De kinderen hebben geen omgang met hun vader, nadat hij zich niet heeft gehouden aan de veiligheidsafspraken, grensoverschrijdend gedrag heeft vertoond en niet sensitief op de kinderen heeft gereageerd tijdens een eerder begeleid omgangsmoment. Om het contact voorzichtig te herstellen heeft de vader in overleg met de GI een kaart gestuurd naar de kinderen. De kinderen reageerden zeer heftig op deze kaart, hetgeen overigens niet aan het zorgvuldig door de vader opgestelde kaartje lag. Gezien de heftigheid van de reactie van de kinderen is duidelijk dat zowel de vader als de kinderen hulpverlening en ondersteuning nodig hebben om tot herstel van het contact te kunnen komen.
Het hof vindt het op grond van de stukken in het dossier en hetgeen ter zitting in hoger beroep is besproken aannemelijk dat de vader een gebrek aan inzicht heeft in de gevolgen van zijn handelen voor de kinderen en niet in staat is te reflecteren op zijn eigen doen en laten. Hij legt alle schuld buiten zichzelf en heeft een totaal andere kijk op hetgeen in het verleden is gebeurd. De moeder is weliswaar meer leerbaar dan de vader, maar schaart zich achter de vader en het lukt haar niet zich daarvan los te maken. Doordat de ouders zelf geen hulpvraag hebben, is de kans op verandering erg klein. Gezien het jarenlange terugkerende patroon van weerstand van de ouders is naar het oordeel van het hof niet te verwachten dat de ouders in korte tijd een stabiele en langdurige hulpverleningsrelatie kunnen aangaan. Deze omstandigheid klemt temeer omdat intensieve hulpverlening en specialistische hulp voor de kinderen noodzakelijk is. Weliswaar hebben de ouders recent zelf de hulp van LOEK ingeschakeld, maar wat het hof betreft, zou de focus moeten liggen op het werken aan een betere samenwerking met de GI.

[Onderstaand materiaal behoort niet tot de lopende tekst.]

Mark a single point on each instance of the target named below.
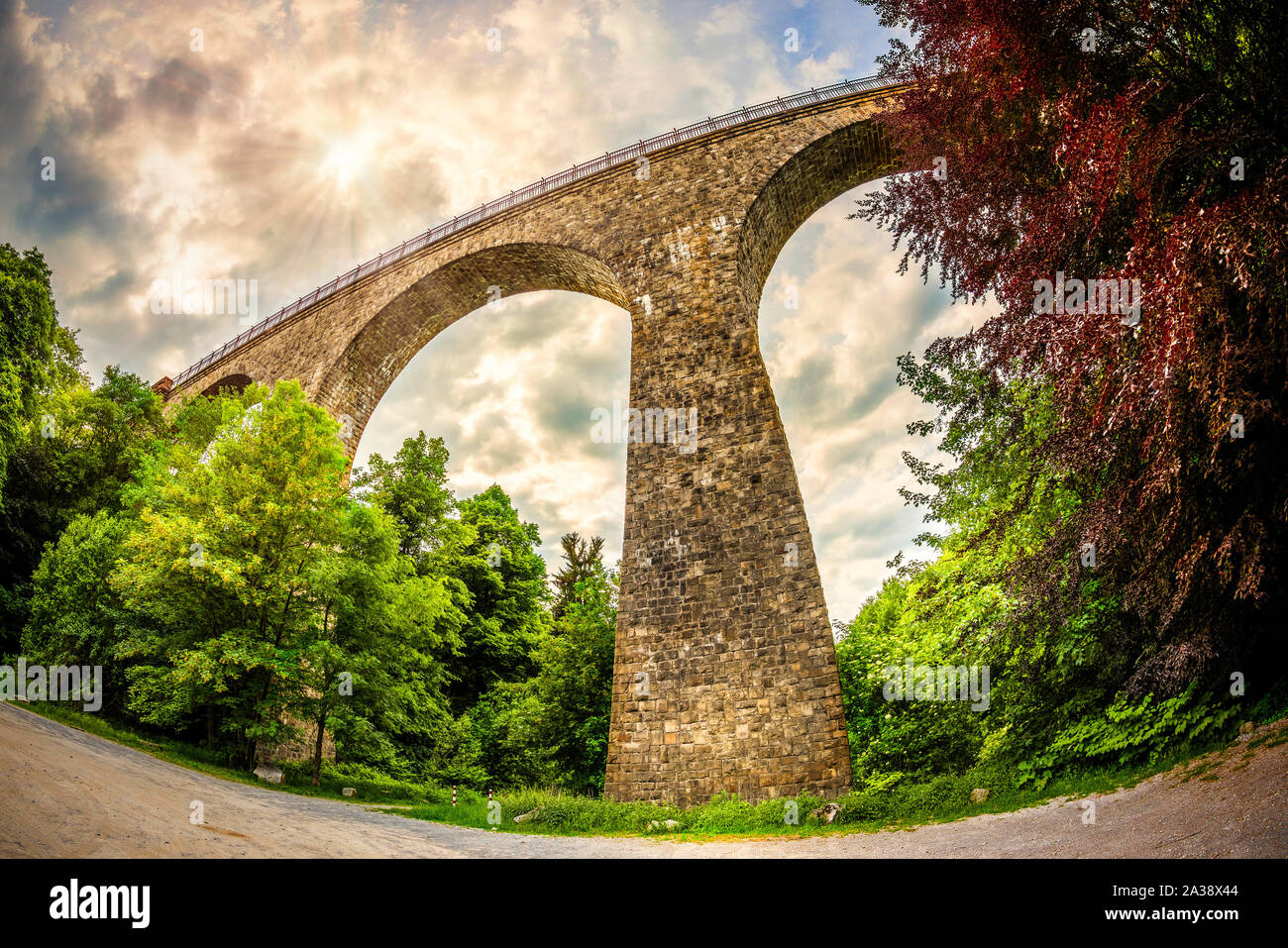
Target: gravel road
(67, 793)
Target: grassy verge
(941, 798)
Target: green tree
(492, 554)
(583, 559)
(233, 548)
(72, 458)
(29, 337)
(412, 488)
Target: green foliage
(1132, 733)
(29, 337)
(490, 554)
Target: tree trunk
(317, 750)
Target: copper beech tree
(1077, 141)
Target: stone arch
(359, 378)
(236, 381)
(816, 174)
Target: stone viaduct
(725, 674)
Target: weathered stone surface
(725, 675)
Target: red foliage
(1116, 162)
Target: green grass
(905, 805)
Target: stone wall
(725, 673)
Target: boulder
(664, 824)
(827, 813)
(267, 772)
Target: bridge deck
(746, 116)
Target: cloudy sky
(287, 142)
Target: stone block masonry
(725, 674)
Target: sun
(346, 161)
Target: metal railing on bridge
(576, 172)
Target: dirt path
(67, 793)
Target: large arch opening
(833, 314)
(511, 391)
(235, 382)
(481, 281)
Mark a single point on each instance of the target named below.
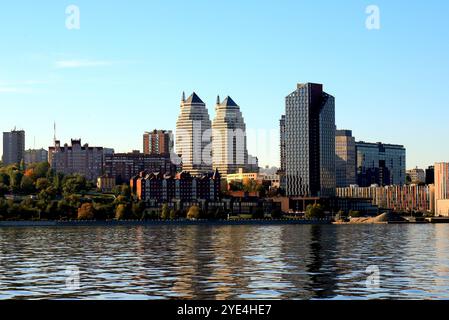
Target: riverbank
(112, 223)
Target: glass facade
(382, 164)
(310, 142)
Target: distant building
(77, 159)
(13, 147)
(416, 175)
(281, 171)
(158, 142)
(229, 147)
(381, 164)
(430, 175)
(442, 189)
(159, 188)
(405, 198)
(310, 142)
(35, 156)
(345, 162)
(106, 183)
(123, 166)
(194, 135)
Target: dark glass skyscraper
(310, 142)
(13, 147)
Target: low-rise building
(124, 166)
(76, 159)
(35, 156)
(106, 183)
(405, 198)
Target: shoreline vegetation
(36, 195)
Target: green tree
(27, 185)
(42, 184)
(138, 208)
(194, 213)
(120, 212)
(86, 212)
(74, 184)
(4, 189)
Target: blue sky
(124, 70)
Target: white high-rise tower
(193, 136)
(229, 138)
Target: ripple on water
(223, 262)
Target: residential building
(381, 164)
(194, 135)
(441, 189)
(13, 147)
(416, 176)
(310, 142)
(123, 166)
(35, 156)
(345, 162)
(430, 175)
(158, 142)
(106, 183)
(158, 188)
(76, 159)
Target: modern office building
(123, 166)
(416, 176)
(281, 171)
(35, 156)
(310, 142)
(158, 142)
(229, 147)
(381, 164)
(402, 199)
(442, 189)
(194, 136)
(430, 175)
(13, 147)
(76, 159)
(345, 162)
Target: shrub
(86, 212)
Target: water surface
(226, 262)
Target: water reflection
(226, 262)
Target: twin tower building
(206, 145)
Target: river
(225, 262)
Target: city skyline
(93, 87)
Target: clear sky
(123, 72)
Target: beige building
(416, 175)
(345, 162)
(76, 159)
(442, 189)
(106, 183)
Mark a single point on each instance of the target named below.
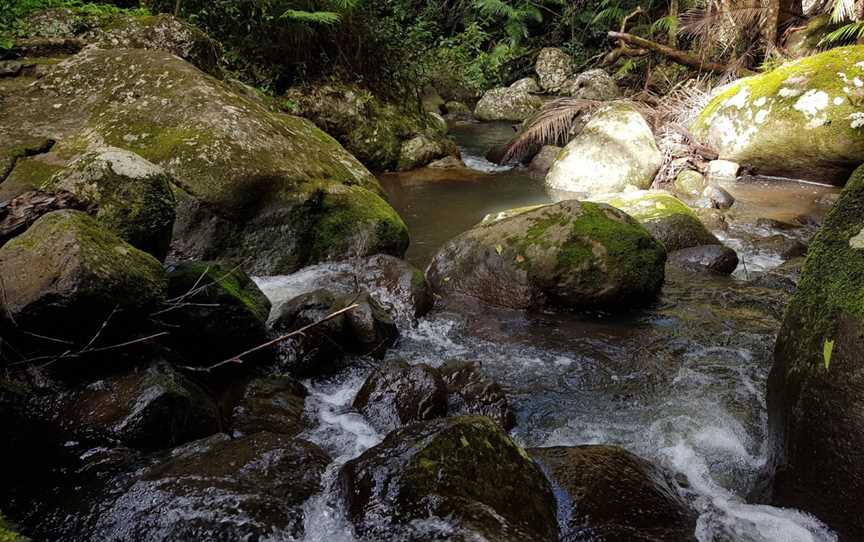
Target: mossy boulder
(802, 119)
(371, 129)
(130, 196)
(147, 408)
(508, 104)
(248, 488)
(816, 386)
(216, 311)
(569, 254)
(128, 30)
(463, 470)
(616, 496)
(66, 274)
(254, 186)
(666, 217)
(615, 149)
(397, 394)
(7, 533)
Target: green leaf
(827, 350)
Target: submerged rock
(470, 392)
(149, 408)
(815, 399)
(458, 478)
(665, 217)
(554, 67)
(251, 488)
(215, 311)
(507, 104)
(131, 196)
(615, 149)
(65, 275)
(568, 254)
(616, 496)
(800, 120)
(715, 258)
(273, 405)
(397, 394)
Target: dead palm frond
(551, 125)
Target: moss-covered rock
(128, 30)
(666, 217)
(615, 149)
(372, 130)
(130, 196)
(66, 274)
(816, 386)
(7, 534)
(397, 394)
(149, 408)
(464, 470)
(802, 119)
(508, 104)
(216, 311)
(570, 253)
(253, 186)
(616, 496)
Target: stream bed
(681, 382)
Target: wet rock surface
(617, 496)
(464, 469)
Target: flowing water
(681, 382)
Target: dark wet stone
(398, 393)
(616, 496)
(470, 392)
(273, 404)
(148, 408)
(218, 489)
(464, 469)
(714, 258)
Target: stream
(681, 382)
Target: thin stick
(239, 357)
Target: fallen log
(678, 56)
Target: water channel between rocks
(681, 382)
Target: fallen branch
(239, 357)
(678, 56)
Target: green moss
(7, 533)
(831, 284)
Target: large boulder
(571, 254)
(65, 275)
(665, 217)
(131, 196)
(616, 496)
(592, 85)
(615, 149)
(463, 471)
(554, 67)
(251, 488)
(253, 186)
(128, 30)
(816, 386)
(215, 311)
(397, 394)
(147, 408)
(802, 119)
(507, 104)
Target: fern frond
(549, 126)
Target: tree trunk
(685, 59)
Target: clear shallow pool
(681, 382)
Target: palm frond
(549, 126)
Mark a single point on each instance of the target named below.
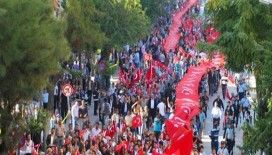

Bij alle kinderen is sprake van structurele problematiek en een bijzondere opvoedingsbehoefte. Hoewel bij [kind 3] sprake is van minder ernstige problematiek dan bij de oudste twee kinderen, is het hof van oordeel dat ook hij niet moet worden blootgesteld aan het risico van een mislukte thuisplaatsing. Het is van groot belang dat de kinderen opvoeders hebben die kunnen handelen in het belang van de kinderen, zodat ze niet verder worden belemmerd in hun ontwikkeling. De kinderen komen in het gezinshuis tot rust en krijgen de structuur en aandacht die zij nodig hebben.
Onder deze omstandigheden en gelet op de eerdere mislukte thuisplaatsing van de twee oudste kinderen is het hof met de rechtbank van oordeel dat de machtiging tot uithuisplaatsing voor de kinderen voor het resterende deel van zes maanden dient te worden verlengd. Voor een beperking van de duur van de verlenging van de machtiging uithuisplaatsing ziet het hof geen aanleiding. Het hof zal de bestreden beschikking daarom bekrachtigen.
Het hof spreekt de hoop uit dat de ouders, en met name de vader, een andere houding tegenover de GI en de hulpverlening in zullen nemen en hun eigen aandeel in de ontstane situatie leren inzien. Evenals de rechtbank wijst het hof de ouders op het belang van het verbeteren van de samenwerking met de GI, mogelijk met behulp van de inzet van LOEK.